Yesterday we cleared out of Guymon and started on the road to Taos, New Mexico. The landscape was mostly flat high prairie, though we started seeing more and more ‘topography’ as we progressed. I was keen to go through mesa country, but apparently that occupies parts of north Texas, and doesn’t extend all the way to the Oklahoma panhandle :-/ We only saw one or two mountains that one might consider ‘mesas’:
Soon after we crossed into New Mexico, we visited Clayton Lake State Park. On the road there we saw a number of antelope grazing by the side of the road, but unfortunately I didn’t get any good pictures of them. At the park, situated in the middle of the high desert, they actually do have a lake - with fish. And on the spillway on the far side of the lake, they have dinosaur tracks – from 100 million years ago. Here’s one from a carnosaur:
Note the pointy bits at the front (made by claws). This print is maybe 26 inches long. On the same spillway, we encountered a remarkably cool and collected desert rabbit:
When we’d had enough of the rabbit and the dinosaur tracks, we got back in the car and hit the road again. In Springer, New Mexico, we had a nice lunch at the Brown Hotel & Café:
From there we drove west through Cimarron Canyon, which was spectacular, but I was on the phone most of the way through, and only got a few pictures:
This one doesn’t do the place justice, but what the hey. The landscape from here on was mountainous, and we had definitely left the plains behind. A short drive later, we arrived in Taos.

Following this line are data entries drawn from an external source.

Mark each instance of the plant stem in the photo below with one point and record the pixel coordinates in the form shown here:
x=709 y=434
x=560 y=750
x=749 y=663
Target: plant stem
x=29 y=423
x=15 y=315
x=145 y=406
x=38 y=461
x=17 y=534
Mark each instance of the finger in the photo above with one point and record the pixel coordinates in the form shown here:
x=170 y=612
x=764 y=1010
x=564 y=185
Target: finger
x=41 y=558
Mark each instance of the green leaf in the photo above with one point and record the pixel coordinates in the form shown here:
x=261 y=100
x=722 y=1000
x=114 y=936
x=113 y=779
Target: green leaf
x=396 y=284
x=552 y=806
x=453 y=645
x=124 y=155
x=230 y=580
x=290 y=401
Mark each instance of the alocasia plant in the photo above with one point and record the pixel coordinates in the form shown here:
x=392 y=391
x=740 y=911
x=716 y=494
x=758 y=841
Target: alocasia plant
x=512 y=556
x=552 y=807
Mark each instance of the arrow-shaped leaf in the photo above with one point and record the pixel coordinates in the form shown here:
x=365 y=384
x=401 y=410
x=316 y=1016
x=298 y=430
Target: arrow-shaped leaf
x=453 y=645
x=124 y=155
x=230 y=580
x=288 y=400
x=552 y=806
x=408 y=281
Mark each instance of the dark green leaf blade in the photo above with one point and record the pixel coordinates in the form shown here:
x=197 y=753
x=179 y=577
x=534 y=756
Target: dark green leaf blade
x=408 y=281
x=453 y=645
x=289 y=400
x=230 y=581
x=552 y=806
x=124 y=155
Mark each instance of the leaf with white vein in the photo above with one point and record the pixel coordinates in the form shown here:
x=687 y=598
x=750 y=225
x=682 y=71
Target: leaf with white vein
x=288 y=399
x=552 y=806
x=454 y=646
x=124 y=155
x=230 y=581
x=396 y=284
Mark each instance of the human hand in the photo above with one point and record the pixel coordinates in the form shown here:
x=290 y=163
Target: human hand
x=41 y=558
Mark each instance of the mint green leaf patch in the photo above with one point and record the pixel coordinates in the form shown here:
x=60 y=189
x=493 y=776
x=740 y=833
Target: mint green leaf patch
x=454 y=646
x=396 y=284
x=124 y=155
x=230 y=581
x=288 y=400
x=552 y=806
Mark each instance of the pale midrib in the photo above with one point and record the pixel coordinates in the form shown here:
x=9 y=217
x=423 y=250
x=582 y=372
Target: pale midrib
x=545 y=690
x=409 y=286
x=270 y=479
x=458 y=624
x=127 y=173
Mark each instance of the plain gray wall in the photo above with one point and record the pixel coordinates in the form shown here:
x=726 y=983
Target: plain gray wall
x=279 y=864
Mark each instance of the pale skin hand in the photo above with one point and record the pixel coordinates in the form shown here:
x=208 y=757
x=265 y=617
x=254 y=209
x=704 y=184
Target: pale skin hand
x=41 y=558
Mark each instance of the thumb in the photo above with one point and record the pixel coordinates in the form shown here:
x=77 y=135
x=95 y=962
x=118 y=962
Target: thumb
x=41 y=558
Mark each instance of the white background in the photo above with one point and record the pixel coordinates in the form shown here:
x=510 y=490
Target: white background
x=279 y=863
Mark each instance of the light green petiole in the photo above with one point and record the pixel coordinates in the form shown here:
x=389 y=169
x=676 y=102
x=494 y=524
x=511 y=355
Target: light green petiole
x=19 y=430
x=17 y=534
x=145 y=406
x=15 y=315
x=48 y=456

Taos is a picturesque little town mostly built out of adobe. It boasts a large population of artists and other spiritual types, and that shows as soon as you drive through town. In Ireland, every other place is a pub, and in Madrid, every other place is a ham shop; in Taos, every other place is an art gallery.
First thing this morning, we drove up to Taos Pueblo, which is billed as the oldest continually-occupied community in the United States. People have lived there over 1,000 years. We took a very informative guided tour, and then spent a couple of hours walking around, looking in the various shops they have there, and buying a few things.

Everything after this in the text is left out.